The study’s co-authors are Rotem Botvinik-Nezer, Tor Wager, and Matt Jones from the University of Colorado Boulder. Their findings highlight that correcting misinformation about election fraud and similar topics may demand multi-pronged approaches that simultaneously target key beliefs within a person’s broader belief system rather than relying on single-piece debunking.

About this psychology research news

Author: Amy Olson
Source: Dartmouth College
Contact: Amy Olson – Dartmouth College
Image: The image is in the public domain

Original Research: Open access. “A belief systems analysis of fraud beliefs following the 2020 US election” by Rotem Botvinik-Nezer et al., Nature Human Behaviour


Abstract

A belief systems analysis of fraud beliefs following the 2020 US election

Beliefs that the 2020 U.S. Presidential election was fraudulent persisted despite substantial contradictory evidence. This study asks why such beliefs are resistant to counter-evidence and whether that resistance reflects irrational, motivated reasoning or rational updating over a network of beliefs.

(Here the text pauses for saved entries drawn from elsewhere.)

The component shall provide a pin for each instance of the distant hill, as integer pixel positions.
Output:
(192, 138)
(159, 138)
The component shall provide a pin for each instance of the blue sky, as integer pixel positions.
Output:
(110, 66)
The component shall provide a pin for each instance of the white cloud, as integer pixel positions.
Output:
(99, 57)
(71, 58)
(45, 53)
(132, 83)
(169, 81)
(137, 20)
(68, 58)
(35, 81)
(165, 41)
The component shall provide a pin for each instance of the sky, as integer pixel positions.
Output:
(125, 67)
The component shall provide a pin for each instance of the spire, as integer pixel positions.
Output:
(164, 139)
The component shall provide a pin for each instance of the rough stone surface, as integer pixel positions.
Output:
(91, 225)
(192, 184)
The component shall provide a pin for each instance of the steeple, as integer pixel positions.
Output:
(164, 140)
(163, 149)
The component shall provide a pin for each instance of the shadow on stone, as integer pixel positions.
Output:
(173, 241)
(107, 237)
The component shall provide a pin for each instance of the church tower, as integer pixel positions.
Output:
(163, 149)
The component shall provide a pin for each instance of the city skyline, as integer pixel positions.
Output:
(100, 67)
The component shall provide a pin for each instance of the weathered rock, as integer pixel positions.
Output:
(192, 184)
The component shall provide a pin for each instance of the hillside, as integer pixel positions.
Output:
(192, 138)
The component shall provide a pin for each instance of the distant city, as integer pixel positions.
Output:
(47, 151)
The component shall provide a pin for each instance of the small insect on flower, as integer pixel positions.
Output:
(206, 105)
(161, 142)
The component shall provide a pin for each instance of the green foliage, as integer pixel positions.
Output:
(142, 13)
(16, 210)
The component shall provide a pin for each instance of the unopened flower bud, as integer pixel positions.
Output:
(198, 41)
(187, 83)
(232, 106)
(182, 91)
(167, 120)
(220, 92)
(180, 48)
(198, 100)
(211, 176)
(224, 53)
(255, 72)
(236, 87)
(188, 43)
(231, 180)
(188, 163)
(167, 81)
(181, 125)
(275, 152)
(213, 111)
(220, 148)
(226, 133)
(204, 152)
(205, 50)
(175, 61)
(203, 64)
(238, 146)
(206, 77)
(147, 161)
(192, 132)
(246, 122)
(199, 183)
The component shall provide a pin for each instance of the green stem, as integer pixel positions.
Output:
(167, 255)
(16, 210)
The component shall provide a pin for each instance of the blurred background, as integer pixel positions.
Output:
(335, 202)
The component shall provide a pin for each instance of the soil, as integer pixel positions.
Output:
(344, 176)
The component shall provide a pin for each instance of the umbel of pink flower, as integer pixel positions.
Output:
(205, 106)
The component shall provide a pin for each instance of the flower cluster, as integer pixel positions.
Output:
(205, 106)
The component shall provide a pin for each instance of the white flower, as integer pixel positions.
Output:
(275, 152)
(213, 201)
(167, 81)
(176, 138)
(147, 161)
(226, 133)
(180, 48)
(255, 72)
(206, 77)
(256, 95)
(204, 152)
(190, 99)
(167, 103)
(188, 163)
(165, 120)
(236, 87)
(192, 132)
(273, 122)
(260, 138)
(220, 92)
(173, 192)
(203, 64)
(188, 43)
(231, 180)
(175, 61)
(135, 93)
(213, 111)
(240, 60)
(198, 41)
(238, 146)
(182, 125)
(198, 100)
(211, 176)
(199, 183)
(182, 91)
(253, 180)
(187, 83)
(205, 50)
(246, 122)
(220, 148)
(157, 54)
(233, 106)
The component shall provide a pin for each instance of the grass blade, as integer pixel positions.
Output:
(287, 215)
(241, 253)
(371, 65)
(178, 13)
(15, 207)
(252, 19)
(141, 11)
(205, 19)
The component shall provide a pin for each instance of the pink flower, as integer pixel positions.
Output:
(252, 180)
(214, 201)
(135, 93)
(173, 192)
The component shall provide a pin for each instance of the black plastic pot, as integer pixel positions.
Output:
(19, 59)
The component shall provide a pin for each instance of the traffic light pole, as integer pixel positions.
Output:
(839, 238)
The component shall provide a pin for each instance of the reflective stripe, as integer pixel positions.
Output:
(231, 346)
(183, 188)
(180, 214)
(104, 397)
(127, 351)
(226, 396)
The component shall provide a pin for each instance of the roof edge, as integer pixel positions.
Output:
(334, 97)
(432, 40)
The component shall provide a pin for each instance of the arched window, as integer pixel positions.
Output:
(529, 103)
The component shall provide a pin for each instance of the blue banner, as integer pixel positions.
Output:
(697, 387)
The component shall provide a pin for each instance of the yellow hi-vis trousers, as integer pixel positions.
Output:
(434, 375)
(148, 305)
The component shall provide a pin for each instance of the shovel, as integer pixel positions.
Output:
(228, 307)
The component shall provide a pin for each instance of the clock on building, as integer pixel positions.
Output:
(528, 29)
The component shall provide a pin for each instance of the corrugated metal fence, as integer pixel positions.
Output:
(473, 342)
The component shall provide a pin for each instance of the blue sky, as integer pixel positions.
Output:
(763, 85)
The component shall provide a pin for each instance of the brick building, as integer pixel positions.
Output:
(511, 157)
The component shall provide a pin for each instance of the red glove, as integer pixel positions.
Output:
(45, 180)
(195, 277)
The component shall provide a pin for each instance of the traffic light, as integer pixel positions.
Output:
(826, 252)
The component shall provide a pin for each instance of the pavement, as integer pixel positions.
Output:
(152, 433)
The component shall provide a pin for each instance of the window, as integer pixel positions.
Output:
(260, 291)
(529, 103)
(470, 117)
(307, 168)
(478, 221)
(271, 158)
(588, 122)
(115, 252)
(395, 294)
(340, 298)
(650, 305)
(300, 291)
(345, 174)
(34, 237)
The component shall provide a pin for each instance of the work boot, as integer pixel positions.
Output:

We surveyed 1,642 Americans during the vote count and tested how fraud beliefs changed under hypothetical outcomes. Participants’ beliefs in fraud rose when their preferred candidate appeared to lose and fell when their candidate appeared to win; both effects scaled with the strength of partisan preference, revealing partisan asymmetry or desirability effects.

A Bayesian model that represents a system of beliefs—about the true vote winner, the prevalence of fraud, and who would benefit from fraud—accurately accounted for these asymmetries and outperformed alternative models that assume purely motivated, irrational updating or that omit the full belief system. These findings suggest partisan asymmetries may reflect rational attributions across multiple causes of evidence, and that effective correction of false beliefs may require addressing multiple supporting beliefs at once rather than single-point debunking.